There’s something about the purses of Saint Laurent, both from the pre-and post-Yves era, that lends to them a more classic feel that many other brands have strived for and failed to achieve. If you’re talking about Y2K YSL styles, the Muse, the Chyc Cabas, or the Downtown all sport the signature aughties-elements but won’t look too out of place on the arms of any fashionable individual. As for post-Slimane purses, my love affair with the Sac de Jour is well-documented.
And as the purse that started it all, the Mombasa has a certain panache that carries it just as gracefully to the modern day. It features Tom Ford’s signature aesthetic while serving as the reflection of the powerful YSL woman, all in a neat, scrumptious leather package that’ll make you want to hold it in your arms and carry it around all day. That being said, the horn can also serve as a formidable weapon when in distress! So, as our favorite nostalgic purses from childhood increasingly meld into our modern-day wardrobes, do you think the Mombasa is primed for a comeback?
If you check, Tom Ford may have already revisited the concept in the Bianca bag in his own line.
Oh wow you’re very right, the resemblance is *striking* The Bianca feels sleeker and more evening-appropriate though, but one might easily mistake it to be a seasonal version of the Mombasa.
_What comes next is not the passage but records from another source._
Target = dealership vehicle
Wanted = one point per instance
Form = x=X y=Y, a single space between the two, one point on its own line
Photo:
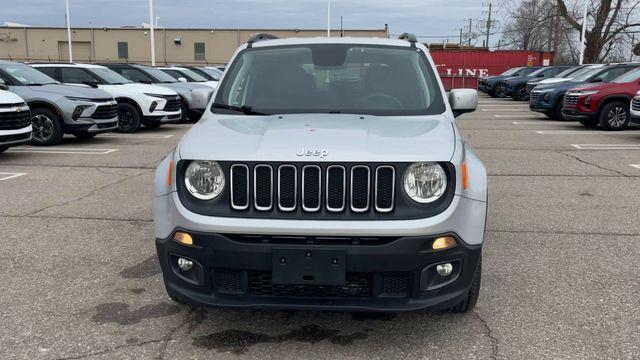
x=635 y=109
x=328 y=174
x=138 y=104
x=58 y=109
x=15 y=120
x=604 y=104
x=566 y=75
x=547 y=99
x=516 y=86
x=492 y=85
x=187 y=75
x=191 y=108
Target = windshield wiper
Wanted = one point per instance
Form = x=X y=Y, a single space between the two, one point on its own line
x=245 y=109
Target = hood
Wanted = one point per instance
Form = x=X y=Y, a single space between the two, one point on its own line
x=57 y=90
x=335 y=137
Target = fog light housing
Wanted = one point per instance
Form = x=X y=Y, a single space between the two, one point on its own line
x=443 y=243
x=183 y=238
x=442 y=269
x=186 y=265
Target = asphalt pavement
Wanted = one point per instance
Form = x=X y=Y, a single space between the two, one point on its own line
x=561 y=280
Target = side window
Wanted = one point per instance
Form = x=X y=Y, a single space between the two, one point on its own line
x=135 y=75
x=199 y=51
x=76 y=76
x=123 y=50
x=51 y=72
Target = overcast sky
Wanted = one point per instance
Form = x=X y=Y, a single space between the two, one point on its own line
x=434 y=18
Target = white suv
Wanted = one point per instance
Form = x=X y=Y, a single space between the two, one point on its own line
x=138 y=104
x=326 y=174
x=15 y=121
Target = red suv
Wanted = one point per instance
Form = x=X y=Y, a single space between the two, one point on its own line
x=604 y=104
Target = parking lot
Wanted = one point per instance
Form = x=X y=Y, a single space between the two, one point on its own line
x=560 y=272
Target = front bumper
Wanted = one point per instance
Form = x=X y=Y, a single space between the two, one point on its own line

I always loved Mombasa, and was very surprized to see BV sardine so similar in style. Any YSL oldie is an exceptional bag in quality, on a heavier side because of suede lining, but that is what makes it special too, the lux lining. The leather is buffalo and amazing, better with every year and wear. I decided to sell most of the bags I don’t use and I have a big problem paring with any Tom Ford or Stefano Pilati era YSL. Even the runway wardrobe from 2002 when Mombasa was introduced is still gorgeous and timeless, even though I am not into animal prints.
I have the red and the same leather tote, and also from the same collection this amazing clutch
Red Mombasa
What gorgeous, special pieces you have!
Wow, your collection is praise-worthy! Indeed, there’s something about the first season Ford-era YSL – edgy, chic, trendy and still somehow timeless, it really set the foundation for all of Saint Laurent’s accessories.
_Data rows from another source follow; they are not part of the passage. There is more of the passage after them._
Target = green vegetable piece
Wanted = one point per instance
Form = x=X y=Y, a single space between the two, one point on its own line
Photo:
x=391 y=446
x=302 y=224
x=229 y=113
These are such special collection pieces from Tom Ford for YSL. The detail are amazing and each individual piece well reflect his design concept. Personally I love those because I love primitive style with modern twist.
Indeed, the Mombasa was described by a magazine as the perfect “Safari bag”, it exudes African Savannah vibes!
As a kenyan I’m laughing at some of these comments. Why is this could be considered a “safari bag”.
Sasa? Mimi pia! This bag is nowhere near ready for a safari. Mombasa is so glam in some places, I’d not even class it along the lines of “primitive beauty”
Still love you tho’ Sajid!
I think it was described as such because of its animal-inspired designs and horn elements, not because Mombasa is a Kenyan city. A bit like primitive beauty, perhaps.
Also reminds me of the Gucci Babouska Indy Hobo…
https://www.1stdibs.com/fashion/handbags-purses-bags/shoulder-bags/gucci-black-leather-medium-babouska-indy-hobo/id-v_13579242/
It does, but as far as I’ve seen the Indy is a little more embellished. The Mombasa was (usually) a little more minimal, so maybe it doesn’t look as Y2K as the indy.
Ever so often, I look on the secondhand sites for this bag. So, gorgeous and well-made.
It is indeed, the leather looks so luscious!
This is one of my all time favorite bag😍😍😍
Indeed, it’s really cool, and so timeless too!
There is also another fab version that I own called the ‘Shanghai la’-mine is the xtra large size, and the horn hangs on the outside of the bag, with the strap being leather. It’s truly gorgeous. I’ve also got a large red classic Mombasa and a mini size red one. The quality of these is incomparable.